Mars does not explicitly teach:
[determine, based on a plurality of signals inferred during, and after, the presenting the label to the entity,] whether the label was accurately assigned over a predetermined confidence threshold, or inaccurately assigned; [and]
[transmit, to the deep learning subsystem,] each labeled live utterance, of which the label was determined to be accurate over the predetermined confidence level; [and]
Rey teaches: 
[determine, based on a plurality of signals inferred during, and after, the presenting the label to the entity,] whether the label was accurately assigned over a predetermined confidence threshold, or inaccurately assigned; [and]The confidence threshold τ in our paraphrase models were set to 0.8 [whether the label was accurate over a predetermined confidence threshold, or inaccurately assigned, page 6, para. 1 and figure 3 for context].
    PNG
    media_image1.png
    384
    820
    media_image1.png
    Greyscale

[transmit, to the deep learning subsystem,] each labeled live utterance, of which the label was determined to be accurate over the predetermined confidence level; [and]
{ Rey Page 1 } Voice controlled personal agents (e.g. Alexa, Google Assistant, Bixby) are becoming popular due to their ability to understand a wide variety of user utterances, and perform different actions/tasks as requested by the user [live utterance]. { Rey Page 2 } We are provided with a labeled training dataset T = {xi , yi , Ii}Ni = 1, where xi are the utterances [each labeled live utterance] with words in a vocabulary VT, yi represent the sequence of slot tags from a slot vocabulary S, and Ii ∈ I represent the intent label of the utterance. { Rey Page 6 } We also use the RASA parser with its default settings. Our neural models were implemented in TensorFlow. The confidence threshold τ in our paraphrase models were set to 0.8 [of which the label was determined to be accurate over the predetermined confidence level]. For RASA we were unable to use RNN based paraphrase model, since it does not return the slot tagging probabilities required for paraphrase template construction. In paraphrase models, we generate two best paraphrases using the paraphrase generators, and perform a simple majority voting to predict the final intent and slot labels.

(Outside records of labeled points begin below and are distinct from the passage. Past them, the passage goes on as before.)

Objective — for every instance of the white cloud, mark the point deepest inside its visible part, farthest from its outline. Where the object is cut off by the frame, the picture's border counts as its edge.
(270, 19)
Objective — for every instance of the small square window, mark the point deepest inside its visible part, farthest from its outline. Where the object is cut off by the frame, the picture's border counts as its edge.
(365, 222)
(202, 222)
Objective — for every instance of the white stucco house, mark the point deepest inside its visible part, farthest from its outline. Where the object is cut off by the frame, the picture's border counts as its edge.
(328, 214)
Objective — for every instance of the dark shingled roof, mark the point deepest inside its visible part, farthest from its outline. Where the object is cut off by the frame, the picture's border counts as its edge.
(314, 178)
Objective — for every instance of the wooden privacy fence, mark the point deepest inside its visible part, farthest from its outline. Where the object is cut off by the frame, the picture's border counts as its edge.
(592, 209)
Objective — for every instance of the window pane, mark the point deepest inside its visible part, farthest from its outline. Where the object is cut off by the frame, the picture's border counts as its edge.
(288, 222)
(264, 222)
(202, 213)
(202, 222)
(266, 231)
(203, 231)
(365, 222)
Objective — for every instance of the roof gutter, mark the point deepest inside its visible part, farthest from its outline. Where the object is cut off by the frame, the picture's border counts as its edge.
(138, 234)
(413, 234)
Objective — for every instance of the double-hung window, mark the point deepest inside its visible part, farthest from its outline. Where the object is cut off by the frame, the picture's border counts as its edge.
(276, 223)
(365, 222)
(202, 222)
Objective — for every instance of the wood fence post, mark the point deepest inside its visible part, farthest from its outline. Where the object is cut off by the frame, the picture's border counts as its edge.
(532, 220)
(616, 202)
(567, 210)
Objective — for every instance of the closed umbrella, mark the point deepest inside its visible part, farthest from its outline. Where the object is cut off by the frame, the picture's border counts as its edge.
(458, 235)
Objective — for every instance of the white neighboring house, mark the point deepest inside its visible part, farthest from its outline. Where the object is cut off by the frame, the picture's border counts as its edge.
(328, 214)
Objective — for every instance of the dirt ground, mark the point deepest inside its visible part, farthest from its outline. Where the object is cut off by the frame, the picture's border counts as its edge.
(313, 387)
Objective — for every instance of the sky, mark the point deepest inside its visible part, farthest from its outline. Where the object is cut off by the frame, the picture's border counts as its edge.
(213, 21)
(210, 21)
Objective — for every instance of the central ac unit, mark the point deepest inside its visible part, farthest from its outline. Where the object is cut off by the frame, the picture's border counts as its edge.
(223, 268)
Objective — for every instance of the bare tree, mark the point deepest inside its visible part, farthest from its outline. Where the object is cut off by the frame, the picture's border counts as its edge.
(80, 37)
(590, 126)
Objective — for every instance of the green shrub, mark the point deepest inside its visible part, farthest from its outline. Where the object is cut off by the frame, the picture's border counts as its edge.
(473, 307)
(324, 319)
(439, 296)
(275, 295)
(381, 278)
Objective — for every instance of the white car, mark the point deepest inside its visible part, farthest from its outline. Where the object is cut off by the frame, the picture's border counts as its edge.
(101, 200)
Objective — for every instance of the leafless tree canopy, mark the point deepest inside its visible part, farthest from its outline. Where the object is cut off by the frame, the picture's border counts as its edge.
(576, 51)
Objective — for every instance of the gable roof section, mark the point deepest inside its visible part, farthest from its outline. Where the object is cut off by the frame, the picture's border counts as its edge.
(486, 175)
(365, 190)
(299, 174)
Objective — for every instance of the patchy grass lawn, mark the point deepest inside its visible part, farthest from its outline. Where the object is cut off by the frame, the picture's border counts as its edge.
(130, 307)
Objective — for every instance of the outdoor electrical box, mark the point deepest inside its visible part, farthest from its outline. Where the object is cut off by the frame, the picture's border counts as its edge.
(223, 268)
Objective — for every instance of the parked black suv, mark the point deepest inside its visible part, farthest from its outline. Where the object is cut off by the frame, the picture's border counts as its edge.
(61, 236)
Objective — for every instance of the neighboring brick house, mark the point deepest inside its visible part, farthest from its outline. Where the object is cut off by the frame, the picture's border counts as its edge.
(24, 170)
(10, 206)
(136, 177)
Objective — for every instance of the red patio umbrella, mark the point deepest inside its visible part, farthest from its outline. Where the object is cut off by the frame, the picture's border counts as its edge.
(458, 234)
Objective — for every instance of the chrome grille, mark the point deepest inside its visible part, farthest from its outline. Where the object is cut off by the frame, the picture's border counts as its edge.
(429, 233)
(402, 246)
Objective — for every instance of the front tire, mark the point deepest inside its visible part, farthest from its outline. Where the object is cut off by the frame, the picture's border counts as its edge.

In view of the teachings of Rey, it would have been obvious for a person of ordinary skill in the art, before the effective filing date, to apply the teachings of Rey to the teachings of Mars for the same rational as claim 1.

Regarding Claim 16:
Mars teaches:
A method for determining intents associated with human utterances at a voice response system, the method comprising: 
the machine learning subsystem, the machine learning subsystem comprising: 
receive a predetermined number of labeled training data utterances at the training module, each labeled training utterance comprising an utterance and an intent, the intent being included in the plurality of intents; 
{ Mars 2:66ff } ... a training data processing engine 190 [training module] ... { Mars 3:16ff } The plurality of external training data sources 180 preferably include several disparate sources of labeled training data that may be used for training machine learning models [receive a predetermined number of labeled training utterances at the training module]. For instance, the plurality of external training data sources 180 may include a crowdsourcing data platform, such as Amazon Mechanical Turk or the like [each labeled training utterance comprising an utterance and an intent, the intent being included in a plurality of intents], in which labeled data is sourced from a number of data sources or users into the crowdsourcing data platform. The plurality of datastores 185 may function to collect and store machine learning training data [also the intent being included in a plurality of intents] from the plurality of external training data sources 180. {~ The examiner summarizes that Amazon Mechanical Turk provides labeled utterances ~}
generating, by a feature engineering and extraction module, based in part on the received labeled training utterance, at the training module of the machine learning system, a plurality of sub-models that correspond to the plurality of intents; and
{ Mars 7:13ff } The observables extractor [feature engineering]140 functions to use the slot values comprising the one or more program-comprehensible objects generated at slot extraction unit [extraction module] 135 to determine or generate [generate, by the feature engineering and extraction module] one or more handlers [sub-models] or subroutines [also sub-models - that correspond to the plurality of intents] for handling the data [labeled training utterances] of or responding to the user query or user command of user input data. 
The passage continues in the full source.